A ANPEd foi aceita como Amicus Curiae no julgamento da nova Política Nacional de Educação Especial. Após a suspensão no dia 01 de dezembro de eficácia do Decreto 10.502/2020 pelo ministro Dias Toffoli, o Plenário do STF julga liminar de Ação Direta de Inconstitucionalidade impetrada pelo PSB. Neste contexto, a Associação, como indica o termo em latim, passa a ser reconhecida como instituição designada a fornecer subsídios às decisões dos tribunais, oferecendo embasamento a questões de grande relevância e impacto como esta.
O posicionamento da ANPEd, amparado em pesquisas do Grupo de Trabalho de Educação Especial (GT 15), é contrário ao decreto. Como salienta o argumento do GT 15, além de ter potencial de causar segregação e discriminação entre educandos com e seu deficiência, a proposta desconhece toda uma política construída nos últimos 11 anos. A admissão da ANPEd como Amicus Curiae também levou em consideração as mais de quatro décadas de atuação da entidade na defesa da educação e visibilidade da pesquisa acadêmica da área.
Confira trechos do argumento da ANPEd e do GT 15 sobre o tema:
Durante um longo período havia a tendência a julgar que as demandas da população-alvo da educação especial só poderiam ser atendidas em instituições especializadas. Esta prática influenciou bastante na perpetuação de preconceitos acerca das possibilidades de desenvolvimento e aprendizagem desse grupo. Nessa perspectiva tivemos uma significativa ampliação do acesso da população-alvo da educação especial ao sistema educacional brasileiro em todos os níveis de ensino com a Política Nacional de Educação Especial na Perspectiva Inclusiva. Entre 2009 - 2019 saímos de 639.718 para 1.250.967 matrículas de estudantes população-alvo em educação especial na educação básica. As pesquisas vêm mostrando que mesmo pessoas com deficiências mais severas são capazes de aprender, podendo e devendo ser incluídas nas escolas.

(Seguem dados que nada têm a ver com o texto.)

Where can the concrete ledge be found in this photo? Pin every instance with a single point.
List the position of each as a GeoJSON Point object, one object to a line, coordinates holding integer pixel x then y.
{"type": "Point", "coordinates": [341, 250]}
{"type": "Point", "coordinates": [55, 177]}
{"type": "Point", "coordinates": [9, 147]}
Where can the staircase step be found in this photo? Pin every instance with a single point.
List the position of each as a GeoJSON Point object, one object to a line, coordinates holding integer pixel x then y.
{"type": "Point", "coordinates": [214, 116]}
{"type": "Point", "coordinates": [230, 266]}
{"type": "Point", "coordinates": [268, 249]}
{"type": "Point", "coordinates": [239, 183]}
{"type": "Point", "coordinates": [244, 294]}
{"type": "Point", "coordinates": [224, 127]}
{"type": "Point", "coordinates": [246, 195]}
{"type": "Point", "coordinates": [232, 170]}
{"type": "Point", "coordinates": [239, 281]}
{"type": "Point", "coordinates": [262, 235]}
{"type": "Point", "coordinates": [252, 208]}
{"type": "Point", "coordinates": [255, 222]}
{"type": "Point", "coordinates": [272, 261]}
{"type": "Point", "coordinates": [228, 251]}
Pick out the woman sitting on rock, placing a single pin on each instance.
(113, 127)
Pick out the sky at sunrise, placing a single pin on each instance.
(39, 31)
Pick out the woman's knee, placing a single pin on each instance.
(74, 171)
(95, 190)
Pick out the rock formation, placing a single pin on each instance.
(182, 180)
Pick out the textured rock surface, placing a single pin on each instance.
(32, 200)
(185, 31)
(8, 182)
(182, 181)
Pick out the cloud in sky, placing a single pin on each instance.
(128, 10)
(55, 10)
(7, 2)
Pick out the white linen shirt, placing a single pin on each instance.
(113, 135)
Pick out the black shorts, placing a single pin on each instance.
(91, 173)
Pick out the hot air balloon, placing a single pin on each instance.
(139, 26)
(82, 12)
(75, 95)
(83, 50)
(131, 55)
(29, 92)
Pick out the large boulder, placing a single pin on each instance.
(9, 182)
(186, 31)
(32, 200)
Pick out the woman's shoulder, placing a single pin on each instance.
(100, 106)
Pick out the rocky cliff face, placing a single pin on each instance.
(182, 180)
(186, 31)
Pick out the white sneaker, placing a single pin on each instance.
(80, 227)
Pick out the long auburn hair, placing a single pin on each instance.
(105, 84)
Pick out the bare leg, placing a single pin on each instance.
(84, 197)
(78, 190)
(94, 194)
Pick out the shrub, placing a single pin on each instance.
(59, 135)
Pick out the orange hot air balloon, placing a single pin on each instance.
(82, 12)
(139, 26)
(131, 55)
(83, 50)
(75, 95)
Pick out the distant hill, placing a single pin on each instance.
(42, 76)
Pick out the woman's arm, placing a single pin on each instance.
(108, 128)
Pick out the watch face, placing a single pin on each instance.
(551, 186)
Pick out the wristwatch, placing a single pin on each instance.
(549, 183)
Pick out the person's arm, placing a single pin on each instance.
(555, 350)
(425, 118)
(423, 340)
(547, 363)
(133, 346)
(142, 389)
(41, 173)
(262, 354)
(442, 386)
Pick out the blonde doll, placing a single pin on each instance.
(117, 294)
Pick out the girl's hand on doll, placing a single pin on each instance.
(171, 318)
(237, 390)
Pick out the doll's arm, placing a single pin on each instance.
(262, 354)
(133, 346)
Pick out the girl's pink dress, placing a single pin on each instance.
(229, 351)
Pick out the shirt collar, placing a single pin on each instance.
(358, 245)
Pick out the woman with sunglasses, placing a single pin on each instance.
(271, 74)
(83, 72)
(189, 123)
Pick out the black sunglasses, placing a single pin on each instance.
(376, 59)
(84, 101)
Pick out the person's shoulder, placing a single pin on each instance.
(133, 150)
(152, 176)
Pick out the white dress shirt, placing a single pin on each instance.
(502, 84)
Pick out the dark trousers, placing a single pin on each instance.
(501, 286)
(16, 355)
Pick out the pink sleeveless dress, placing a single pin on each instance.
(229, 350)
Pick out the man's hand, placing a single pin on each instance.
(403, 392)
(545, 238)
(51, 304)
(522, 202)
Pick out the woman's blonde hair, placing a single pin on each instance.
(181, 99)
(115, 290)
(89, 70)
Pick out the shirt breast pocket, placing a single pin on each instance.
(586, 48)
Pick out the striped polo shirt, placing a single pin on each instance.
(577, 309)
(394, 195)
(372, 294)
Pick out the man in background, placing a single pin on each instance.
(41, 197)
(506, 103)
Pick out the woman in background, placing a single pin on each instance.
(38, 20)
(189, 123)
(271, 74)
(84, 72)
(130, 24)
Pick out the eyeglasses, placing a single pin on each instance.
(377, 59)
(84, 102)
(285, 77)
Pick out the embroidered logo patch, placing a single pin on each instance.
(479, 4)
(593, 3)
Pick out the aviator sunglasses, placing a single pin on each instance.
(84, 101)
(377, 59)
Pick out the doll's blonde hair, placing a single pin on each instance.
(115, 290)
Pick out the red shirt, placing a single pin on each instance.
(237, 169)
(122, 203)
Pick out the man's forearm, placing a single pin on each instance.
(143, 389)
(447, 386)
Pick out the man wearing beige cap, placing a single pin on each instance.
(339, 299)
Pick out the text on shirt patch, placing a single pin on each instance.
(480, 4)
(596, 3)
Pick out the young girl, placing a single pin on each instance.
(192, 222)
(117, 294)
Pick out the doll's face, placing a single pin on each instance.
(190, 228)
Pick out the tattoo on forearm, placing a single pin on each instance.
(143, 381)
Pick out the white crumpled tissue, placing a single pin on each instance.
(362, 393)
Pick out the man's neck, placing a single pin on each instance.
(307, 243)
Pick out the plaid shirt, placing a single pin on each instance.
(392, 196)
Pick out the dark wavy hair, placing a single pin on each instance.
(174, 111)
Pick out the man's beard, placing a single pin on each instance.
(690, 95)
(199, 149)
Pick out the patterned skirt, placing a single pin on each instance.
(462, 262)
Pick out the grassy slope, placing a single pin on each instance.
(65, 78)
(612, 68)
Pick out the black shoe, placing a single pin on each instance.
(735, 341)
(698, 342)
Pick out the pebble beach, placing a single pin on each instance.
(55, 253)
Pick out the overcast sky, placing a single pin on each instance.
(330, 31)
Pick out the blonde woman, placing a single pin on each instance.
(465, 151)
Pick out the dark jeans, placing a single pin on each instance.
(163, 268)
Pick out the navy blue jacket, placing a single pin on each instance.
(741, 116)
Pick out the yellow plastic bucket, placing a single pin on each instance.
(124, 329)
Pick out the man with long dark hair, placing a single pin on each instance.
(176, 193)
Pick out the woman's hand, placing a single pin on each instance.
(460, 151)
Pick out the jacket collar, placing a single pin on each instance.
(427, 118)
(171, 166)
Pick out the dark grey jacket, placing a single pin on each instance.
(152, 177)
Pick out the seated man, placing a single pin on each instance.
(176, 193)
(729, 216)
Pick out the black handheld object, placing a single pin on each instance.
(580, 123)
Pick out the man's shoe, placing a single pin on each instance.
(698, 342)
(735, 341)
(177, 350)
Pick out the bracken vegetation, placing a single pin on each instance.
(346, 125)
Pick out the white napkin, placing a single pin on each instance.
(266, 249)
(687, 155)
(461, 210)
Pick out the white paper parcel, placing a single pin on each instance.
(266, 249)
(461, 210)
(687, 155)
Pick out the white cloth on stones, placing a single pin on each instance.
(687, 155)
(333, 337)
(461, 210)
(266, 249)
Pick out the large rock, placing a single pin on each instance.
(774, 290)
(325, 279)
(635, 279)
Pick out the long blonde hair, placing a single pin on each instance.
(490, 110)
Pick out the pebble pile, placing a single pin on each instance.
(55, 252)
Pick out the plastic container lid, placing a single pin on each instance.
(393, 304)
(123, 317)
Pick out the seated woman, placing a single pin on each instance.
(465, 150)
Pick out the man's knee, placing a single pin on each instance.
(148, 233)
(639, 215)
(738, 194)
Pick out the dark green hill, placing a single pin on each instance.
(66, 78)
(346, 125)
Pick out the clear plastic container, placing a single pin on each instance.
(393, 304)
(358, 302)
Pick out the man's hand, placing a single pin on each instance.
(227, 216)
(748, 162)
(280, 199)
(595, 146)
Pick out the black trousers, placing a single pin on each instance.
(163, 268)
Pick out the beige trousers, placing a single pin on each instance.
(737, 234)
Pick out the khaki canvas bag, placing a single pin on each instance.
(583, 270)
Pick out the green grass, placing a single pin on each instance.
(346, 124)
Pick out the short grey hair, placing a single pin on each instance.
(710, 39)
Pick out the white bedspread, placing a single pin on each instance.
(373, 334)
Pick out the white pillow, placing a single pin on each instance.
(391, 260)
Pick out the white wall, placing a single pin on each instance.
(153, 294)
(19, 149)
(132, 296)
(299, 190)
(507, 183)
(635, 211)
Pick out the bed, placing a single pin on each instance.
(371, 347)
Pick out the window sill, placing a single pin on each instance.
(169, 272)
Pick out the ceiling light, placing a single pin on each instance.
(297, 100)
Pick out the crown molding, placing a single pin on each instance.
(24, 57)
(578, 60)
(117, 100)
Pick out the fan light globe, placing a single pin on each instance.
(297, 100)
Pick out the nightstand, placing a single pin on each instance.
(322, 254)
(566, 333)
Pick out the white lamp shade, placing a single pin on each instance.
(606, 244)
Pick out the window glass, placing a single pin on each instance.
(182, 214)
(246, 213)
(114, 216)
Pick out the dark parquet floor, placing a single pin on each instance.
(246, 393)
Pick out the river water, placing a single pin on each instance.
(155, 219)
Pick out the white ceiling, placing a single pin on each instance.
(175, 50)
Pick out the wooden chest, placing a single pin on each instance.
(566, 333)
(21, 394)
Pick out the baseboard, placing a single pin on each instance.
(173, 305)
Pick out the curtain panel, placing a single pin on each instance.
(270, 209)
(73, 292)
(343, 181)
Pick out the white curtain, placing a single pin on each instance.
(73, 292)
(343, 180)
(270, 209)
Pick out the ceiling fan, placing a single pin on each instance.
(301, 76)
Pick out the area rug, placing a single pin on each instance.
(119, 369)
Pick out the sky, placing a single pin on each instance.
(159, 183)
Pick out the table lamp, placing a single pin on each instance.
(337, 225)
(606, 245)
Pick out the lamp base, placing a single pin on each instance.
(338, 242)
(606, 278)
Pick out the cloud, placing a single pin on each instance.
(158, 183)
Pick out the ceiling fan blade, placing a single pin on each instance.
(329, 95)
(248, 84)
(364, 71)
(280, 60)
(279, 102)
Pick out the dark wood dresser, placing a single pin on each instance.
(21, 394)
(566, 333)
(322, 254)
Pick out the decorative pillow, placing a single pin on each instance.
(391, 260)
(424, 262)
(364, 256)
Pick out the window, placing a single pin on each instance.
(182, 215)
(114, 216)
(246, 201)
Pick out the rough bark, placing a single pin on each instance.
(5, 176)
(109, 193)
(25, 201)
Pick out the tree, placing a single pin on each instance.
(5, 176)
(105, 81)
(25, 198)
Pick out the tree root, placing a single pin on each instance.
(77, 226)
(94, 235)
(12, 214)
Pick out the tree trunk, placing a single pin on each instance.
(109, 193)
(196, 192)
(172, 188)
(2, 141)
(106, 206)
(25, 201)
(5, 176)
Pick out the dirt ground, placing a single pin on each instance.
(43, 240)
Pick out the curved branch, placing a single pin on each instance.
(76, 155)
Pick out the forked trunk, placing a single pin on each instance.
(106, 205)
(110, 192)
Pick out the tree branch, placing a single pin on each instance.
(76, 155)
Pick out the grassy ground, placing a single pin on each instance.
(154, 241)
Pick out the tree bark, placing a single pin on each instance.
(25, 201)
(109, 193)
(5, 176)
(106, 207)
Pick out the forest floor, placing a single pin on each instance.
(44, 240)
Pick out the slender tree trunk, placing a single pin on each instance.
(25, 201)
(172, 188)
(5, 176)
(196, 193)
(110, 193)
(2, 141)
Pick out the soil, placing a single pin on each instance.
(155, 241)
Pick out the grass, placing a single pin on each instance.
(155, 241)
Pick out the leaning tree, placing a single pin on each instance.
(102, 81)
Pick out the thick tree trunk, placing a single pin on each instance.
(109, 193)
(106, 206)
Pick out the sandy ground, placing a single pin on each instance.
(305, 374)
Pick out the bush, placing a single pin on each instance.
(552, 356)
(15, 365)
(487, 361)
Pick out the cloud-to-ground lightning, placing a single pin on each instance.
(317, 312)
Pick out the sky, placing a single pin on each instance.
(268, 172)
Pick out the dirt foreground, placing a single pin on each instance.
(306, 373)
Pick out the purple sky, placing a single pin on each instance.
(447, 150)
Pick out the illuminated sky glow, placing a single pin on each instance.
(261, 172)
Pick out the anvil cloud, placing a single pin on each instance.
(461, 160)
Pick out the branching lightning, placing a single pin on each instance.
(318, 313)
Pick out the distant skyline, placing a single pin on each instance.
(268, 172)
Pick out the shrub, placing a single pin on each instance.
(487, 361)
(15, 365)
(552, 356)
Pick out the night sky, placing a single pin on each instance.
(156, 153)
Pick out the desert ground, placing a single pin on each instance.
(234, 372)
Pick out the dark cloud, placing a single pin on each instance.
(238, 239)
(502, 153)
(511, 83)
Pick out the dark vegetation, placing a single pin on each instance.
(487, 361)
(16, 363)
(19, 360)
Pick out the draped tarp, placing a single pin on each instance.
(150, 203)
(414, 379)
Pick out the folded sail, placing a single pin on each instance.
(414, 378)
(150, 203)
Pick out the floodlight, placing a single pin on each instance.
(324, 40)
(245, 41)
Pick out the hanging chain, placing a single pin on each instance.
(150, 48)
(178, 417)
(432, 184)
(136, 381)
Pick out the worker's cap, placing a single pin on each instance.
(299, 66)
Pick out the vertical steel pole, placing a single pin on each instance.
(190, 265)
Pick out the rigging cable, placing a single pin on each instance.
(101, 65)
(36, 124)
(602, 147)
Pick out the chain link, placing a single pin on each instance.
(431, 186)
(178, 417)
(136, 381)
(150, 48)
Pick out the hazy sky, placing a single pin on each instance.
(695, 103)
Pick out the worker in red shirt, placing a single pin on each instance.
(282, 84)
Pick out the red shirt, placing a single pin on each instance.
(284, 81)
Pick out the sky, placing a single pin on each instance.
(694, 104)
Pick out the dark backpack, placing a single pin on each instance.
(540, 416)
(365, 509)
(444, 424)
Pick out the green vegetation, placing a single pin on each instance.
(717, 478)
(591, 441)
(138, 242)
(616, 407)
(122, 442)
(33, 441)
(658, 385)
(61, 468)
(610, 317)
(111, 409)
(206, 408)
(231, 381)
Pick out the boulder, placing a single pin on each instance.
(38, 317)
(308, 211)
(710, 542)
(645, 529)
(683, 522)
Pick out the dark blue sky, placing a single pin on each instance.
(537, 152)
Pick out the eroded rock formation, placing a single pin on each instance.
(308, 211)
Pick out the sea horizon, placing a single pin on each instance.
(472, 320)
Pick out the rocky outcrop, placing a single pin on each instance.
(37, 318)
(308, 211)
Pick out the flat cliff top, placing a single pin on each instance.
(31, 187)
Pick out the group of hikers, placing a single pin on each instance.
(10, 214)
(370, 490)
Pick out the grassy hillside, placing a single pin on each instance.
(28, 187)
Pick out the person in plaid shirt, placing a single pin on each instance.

Assim, a educação especial na perspectiva inclusiva tem como marca a transversalidade da educação especial em todos os níveis de ensino, da educação da educação infantil ao ensino superior.
O Decreto desmonta a possibilidade de construção de um sistema educacional inclusivo, ao classificar apenas algumas escolas como “regulares inclusivas” e definidas como aquelas “instituições de ensino que oferecem atendimento educacional especializado aos educandos da educação especial em classes regulares, classes especializadas ou salas de recursos”. Isso fere o princípio da política de 2008 na qual a educação especial jamais será substitutiva da educação geral, mas complementar e suplementar colaborando no processo de escolarização da população-alvo da educação especial.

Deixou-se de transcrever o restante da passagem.